In a report last year, the Government Accountability Office documented an increase in horse neglect and abuse since slaughtering ended and found that by 2010 nearly 138,000 horses were being sent annually to Mexico and Canada for slaughter.

Unified Equine hopes to open its slaughtering plant in Rockville in September, followed by one in Hermiston, Oregon. Another company, Valley Meats, intends to open a plant in Roswell, New Mexico.

The Missouri and New Mexico plants both requested U.S. Department of Agriculture inspections, according to the agency’s Food Safety and Inspection Service. But “a significant amount of time” will be required to update inspection procedures, the service said in a statement on Wednesday.

Even though Congress restored funding, the appropriations committee of the U.S. House of Representatives, which allocates how money is spent, again withdrew money for horse slaughter inspections in the fiscal 2013 budget.

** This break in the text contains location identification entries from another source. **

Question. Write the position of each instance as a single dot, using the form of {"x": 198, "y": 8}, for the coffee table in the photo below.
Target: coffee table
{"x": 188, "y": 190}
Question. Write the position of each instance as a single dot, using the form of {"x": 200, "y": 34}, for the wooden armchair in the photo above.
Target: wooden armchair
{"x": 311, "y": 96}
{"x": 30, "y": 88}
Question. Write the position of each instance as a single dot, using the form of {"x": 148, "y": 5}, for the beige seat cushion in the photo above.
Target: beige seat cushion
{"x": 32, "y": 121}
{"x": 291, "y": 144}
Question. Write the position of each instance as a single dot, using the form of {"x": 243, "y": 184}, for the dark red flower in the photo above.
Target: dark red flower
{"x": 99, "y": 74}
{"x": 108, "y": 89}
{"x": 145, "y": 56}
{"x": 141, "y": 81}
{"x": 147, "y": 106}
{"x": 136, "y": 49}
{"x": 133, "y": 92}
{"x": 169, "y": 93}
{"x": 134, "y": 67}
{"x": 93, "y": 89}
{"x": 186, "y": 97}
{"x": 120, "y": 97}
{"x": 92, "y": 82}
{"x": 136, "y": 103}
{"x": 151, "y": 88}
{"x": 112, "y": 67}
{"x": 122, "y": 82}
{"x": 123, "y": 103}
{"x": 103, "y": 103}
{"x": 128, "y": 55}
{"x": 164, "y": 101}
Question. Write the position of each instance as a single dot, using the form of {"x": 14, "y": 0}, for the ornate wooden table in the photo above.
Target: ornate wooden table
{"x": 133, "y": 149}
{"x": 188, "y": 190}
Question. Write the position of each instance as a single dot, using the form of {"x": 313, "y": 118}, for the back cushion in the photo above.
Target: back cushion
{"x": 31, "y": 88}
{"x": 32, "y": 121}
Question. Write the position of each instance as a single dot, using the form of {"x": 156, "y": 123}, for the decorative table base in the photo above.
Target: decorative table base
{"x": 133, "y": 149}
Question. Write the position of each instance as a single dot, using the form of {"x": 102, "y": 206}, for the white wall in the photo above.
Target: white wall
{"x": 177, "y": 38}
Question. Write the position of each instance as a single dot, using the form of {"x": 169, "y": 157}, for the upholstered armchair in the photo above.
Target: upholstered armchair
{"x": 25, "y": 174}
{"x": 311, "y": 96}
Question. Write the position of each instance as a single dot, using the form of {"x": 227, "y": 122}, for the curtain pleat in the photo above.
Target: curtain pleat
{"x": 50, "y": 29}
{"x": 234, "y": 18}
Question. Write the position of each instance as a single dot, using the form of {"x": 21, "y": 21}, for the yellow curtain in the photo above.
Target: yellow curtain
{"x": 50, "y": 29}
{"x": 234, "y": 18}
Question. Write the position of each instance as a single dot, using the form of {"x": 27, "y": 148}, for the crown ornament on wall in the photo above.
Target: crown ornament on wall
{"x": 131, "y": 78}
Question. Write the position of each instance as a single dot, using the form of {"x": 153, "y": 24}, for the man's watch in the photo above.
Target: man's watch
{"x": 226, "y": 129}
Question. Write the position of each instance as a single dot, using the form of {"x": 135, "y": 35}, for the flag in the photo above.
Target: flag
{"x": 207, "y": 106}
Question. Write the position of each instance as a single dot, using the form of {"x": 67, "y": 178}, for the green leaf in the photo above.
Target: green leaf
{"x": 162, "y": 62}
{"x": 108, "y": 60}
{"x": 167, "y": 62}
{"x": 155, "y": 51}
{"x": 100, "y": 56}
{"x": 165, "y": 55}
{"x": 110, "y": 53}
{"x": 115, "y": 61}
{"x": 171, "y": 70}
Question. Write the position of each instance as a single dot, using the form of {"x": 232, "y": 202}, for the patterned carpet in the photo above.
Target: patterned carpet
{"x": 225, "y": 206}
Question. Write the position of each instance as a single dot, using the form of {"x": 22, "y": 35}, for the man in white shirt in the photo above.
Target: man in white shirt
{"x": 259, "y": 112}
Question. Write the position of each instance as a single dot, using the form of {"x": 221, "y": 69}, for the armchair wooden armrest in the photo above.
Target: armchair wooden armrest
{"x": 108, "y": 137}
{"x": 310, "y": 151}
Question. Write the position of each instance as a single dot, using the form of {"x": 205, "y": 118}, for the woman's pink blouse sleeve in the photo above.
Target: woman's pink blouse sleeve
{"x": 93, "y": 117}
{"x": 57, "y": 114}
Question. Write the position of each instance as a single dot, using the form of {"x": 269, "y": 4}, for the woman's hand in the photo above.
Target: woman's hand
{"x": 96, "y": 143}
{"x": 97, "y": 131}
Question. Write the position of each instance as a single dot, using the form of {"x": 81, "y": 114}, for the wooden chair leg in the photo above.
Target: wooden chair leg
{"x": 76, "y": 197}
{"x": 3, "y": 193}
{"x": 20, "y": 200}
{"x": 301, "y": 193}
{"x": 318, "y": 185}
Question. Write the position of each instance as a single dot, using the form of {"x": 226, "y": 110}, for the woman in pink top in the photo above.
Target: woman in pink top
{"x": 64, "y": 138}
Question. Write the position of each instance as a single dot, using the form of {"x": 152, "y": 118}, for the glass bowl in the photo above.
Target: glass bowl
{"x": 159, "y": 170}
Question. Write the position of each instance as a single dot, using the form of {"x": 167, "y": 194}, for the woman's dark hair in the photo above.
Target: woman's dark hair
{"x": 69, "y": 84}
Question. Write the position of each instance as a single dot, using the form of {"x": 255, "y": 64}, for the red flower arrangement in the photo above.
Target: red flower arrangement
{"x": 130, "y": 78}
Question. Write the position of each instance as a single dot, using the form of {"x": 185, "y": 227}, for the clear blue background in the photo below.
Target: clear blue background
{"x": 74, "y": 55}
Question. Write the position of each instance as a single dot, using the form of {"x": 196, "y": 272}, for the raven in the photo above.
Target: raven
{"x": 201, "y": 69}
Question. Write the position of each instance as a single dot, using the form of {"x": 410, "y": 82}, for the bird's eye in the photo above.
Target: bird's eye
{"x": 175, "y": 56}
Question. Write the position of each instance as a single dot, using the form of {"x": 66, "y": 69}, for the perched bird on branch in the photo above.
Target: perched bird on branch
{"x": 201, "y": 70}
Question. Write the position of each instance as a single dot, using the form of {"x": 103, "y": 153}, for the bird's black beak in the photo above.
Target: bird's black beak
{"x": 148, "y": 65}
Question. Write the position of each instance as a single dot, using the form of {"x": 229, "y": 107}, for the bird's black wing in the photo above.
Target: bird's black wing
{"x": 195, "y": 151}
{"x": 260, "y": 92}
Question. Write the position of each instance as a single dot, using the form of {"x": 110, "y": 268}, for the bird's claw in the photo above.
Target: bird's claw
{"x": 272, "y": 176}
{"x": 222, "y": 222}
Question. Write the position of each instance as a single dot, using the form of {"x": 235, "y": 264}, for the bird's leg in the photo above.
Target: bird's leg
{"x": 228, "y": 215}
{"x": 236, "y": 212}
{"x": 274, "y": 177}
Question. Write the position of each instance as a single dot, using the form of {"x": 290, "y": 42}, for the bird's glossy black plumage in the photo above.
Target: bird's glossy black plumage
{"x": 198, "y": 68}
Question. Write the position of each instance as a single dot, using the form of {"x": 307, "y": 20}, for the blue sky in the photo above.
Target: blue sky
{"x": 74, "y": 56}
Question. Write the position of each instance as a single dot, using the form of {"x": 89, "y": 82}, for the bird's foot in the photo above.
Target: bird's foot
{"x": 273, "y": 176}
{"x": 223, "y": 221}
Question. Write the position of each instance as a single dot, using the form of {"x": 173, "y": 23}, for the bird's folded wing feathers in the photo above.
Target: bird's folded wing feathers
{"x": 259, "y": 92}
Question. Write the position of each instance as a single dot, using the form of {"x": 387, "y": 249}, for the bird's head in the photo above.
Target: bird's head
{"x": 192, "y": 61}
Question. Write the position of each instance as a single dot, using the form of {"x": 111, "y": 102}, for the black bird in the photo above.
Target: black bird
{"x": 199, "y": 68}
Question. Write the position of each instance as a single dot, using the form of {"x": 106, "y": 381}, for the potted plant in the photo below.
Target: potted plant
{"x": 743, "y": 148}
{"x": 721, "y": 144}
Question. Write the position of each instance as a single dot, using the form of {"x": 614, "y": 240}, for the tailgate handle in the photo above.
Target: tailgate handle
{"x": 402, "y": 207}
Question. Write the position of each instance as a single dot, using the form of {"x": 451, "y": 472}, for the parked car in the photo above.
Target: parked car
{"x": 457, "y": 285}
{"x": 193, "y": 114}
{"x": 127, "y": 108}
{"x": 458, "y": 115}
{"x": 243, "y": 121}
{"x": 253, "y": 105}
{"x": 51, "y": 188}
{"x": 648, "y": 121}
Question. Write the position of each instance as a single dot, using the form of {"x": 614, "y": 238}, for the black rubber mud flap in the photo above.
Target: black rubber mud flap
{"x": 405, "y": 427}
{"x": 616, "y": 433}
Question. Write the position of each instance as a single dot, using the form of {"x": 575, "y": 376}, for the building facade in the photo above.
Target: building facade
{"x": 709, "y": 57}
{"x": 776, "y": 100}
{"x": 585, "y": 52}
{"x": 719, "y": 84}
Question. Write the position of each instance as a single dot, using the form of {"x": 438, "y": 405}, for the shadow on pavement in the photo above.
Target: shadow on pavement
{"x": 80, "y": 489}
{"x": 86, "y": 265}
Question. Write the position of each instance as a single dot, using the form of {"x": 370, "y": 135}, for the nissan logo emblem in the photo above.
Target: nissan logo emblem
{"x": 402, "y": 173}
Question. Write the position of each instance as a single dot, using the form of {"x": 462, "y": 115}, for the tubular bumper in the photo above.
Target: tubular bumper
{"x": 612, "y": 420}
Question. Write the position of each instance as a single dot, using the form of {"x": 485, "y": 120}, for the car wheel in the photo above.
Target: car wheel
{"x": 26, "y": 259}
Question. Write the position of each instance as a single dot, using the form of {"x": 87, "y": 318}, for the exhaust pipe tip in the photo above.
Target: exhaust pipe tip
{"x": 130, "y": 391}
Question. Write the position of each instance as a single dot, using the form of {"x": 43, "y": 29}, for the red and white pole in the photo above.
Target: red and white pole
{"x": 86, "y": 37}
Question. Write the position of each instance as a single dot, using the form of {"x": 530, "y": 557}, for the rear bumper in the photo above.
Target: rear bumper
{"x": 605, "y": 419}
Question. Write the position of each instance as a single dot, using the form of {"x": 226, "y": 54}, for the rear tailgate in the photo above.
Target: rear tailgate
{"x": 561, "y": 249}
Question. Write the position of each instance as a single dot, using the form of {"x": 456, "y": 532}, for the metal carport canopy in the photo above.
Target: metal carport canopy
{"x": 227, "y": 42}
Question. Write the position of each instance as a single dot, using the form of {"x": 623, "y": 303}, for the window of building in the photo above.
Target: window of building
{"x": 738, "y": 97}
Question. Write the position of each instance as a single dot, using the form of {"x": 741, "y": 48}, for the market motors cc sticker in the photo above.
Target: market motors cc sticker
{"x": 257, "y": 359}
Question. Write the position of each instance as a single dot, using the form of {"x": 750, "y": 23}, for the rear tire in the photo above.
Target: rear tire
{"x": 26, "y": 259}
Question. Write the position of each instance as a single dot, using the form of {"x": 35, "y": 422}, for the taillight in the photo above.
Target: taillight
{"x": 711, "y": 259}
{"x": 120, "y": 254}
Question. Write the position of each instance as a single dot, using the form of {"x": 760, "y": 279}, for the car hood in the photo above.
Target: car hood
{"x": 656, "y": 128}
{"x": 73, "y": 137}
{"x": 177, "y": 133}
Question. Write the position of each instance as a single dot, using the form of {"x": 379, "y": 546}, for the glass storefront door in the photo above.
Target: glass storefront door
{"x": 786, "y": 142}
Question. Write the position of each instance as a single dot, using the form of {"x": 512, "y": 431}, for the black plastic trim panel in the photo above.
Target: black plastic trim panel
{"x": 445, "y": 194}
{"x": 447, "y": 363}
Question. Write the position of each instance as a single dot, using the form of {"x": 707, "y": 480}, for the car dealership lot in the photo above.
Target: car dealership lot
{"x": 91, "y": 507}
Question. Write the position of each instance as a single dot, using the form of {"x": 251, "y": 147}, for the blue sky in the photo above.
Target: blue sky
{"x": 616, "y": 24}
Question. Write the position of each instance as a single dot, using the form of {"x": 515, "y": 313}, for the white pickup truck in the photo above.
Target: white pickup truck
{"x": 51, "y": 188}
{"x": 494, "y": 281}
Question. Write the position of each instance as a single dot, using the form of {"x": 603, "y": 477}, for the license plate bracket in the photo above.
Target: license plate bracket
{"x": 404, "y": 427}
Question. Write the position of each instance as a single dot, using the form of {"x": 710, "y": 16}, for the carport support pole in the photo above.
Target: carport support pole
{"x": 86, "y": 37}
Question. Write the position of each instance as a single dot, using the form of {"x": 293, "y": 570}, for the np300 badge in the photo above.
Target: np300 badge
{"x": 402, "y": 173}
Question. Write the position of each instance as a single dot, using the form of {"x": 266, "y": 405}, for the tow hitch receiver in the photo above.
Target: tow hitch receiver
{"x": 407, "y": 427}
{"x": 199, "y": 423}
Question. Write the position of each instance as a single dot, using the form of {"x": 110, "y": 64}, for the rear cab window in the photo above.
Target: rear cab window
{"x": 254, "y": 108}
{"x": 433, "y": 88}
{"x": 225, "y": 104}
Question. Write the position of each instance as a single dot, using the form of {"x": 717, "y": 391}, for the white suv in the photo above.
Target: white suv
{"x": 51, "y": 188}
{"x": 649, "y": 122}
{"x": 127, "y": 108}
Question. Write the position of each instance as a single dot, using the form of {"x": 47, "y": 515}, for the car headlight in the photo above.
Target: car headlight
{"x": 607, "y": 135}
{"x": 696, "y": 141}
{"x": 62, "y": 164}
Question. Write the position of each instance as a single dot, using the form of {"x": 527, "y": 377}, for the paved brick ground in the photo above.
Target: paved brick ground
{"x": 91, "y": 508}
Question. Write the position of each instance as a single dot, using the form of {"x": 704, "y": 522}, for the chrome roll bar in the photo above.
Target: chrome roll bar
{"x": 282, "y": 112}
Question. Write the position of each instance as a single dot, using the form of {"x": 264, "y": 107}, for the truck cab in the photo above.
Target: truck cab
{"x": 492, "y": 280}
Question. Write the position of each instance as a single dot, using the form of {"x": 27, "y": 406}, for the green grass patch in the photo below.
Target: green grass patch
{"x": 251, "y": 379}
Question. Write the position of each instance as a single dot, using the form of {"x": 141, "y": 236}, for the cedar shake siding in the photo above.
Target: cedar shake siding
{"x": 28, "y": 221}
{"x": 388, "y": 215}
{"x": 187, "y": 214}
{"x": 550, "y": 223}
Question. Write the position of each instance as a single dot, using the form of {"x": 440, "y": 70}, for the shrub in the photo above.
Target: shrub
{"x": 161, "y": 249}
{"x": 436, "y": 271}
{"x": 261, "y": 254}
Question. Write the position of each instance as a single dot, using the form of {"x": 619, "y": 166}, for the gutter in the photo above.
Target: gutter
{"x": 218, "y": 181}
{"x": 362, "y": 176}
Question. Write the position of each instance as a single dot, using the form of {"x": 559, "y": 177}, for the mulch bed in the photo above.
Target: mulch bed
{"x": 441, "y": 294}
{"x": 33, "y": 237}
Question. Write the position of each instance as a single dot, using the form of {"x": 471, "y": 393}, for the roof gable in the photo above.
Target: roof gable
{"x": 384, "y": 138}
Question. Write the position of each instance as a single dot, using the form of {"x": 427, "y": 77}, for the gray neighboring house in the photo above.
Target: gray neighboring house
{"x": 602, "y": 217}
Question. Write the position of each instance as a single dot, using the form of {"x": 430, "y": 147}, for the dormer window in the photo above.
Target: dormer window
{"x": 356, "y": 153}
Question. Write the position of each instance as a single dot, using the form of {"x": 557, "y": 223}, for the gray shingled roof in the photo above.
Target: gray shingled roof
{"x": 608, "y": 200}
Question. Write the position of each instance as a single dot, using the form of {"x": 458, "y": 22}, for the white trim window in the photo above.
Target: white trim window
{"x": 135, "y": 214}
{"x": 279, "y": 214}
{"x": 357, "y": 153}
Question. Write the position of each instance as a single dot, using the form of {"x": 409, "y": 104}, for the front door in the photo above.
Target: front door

The proposal still would have to be approved by the full House and Senate.

Equine chief executive Sue Wallis said she has heard of people in 18 states and several Native American tribal areas exploring horse slaughter plants.

Residents of Rockville, a town of about 150 people 100 miles south of Kansas City, turned out in force at a meeting last month to support the new plant, said Mayor Dave Moore.

“I don’t know of anyone (in town) who is not for it,” said Dennis Heiman, operator of a grain elevator that has been Rockville’s largest employer since 60 jobs were lost with the closing of the beef plant two years ago. The horse plant is expected to create 50 jobs.

Owners of rescue ranches see the problem of neglected and abused horses first-hand. The Changing Leads Equine Rescue ranch just outside Kansas City, Missouri, is at its capacity of eight unwanted horses, said Tina Weidmaier, president of the all-volunteer organization.

Joe Black, a draft horse, was 700 pounds underweight by the time it was rescued from a pasture last August, Weidmaier said. Its owners moved to Florida and left it alone to graze for nearly a year, she said. He is back to his healthy weight but has a chewing disorder, she said.

Many people abandon or seek to give away their horses because of the cost, said Ericka Caslin, director of the Unwanted Horse Coalition. A horse costs an average of about $2,600 annually to feed and board, not counting veterinary bills, she said.

There are an estimated 170,000 unwanted horses in the United States, Caslin said, yet her group has no position on slaughtering plants. Neither does its parent group, the American Horse Council in Washington nor do some rescue ranches, such as Changing Leads.

“We’d rather focus on the problem than on everyone else’s solution,” Weidmaier said.

Animal rights advocate Rajt said the number of unwanted horses going to slaughter is fueled by racehorse or rodeo breeders who dispose of dozens of animals not deemed “the next big winner.” Horse slaughter and the shipping of horses to Mexico and Canada should be banned because it is cruel, she said.

But Wallis of Unified Equity said banning horse slaughter or shipment for slaughter would put well over 100,000 more horses per year at risk of abandonment, abuse and a slow death.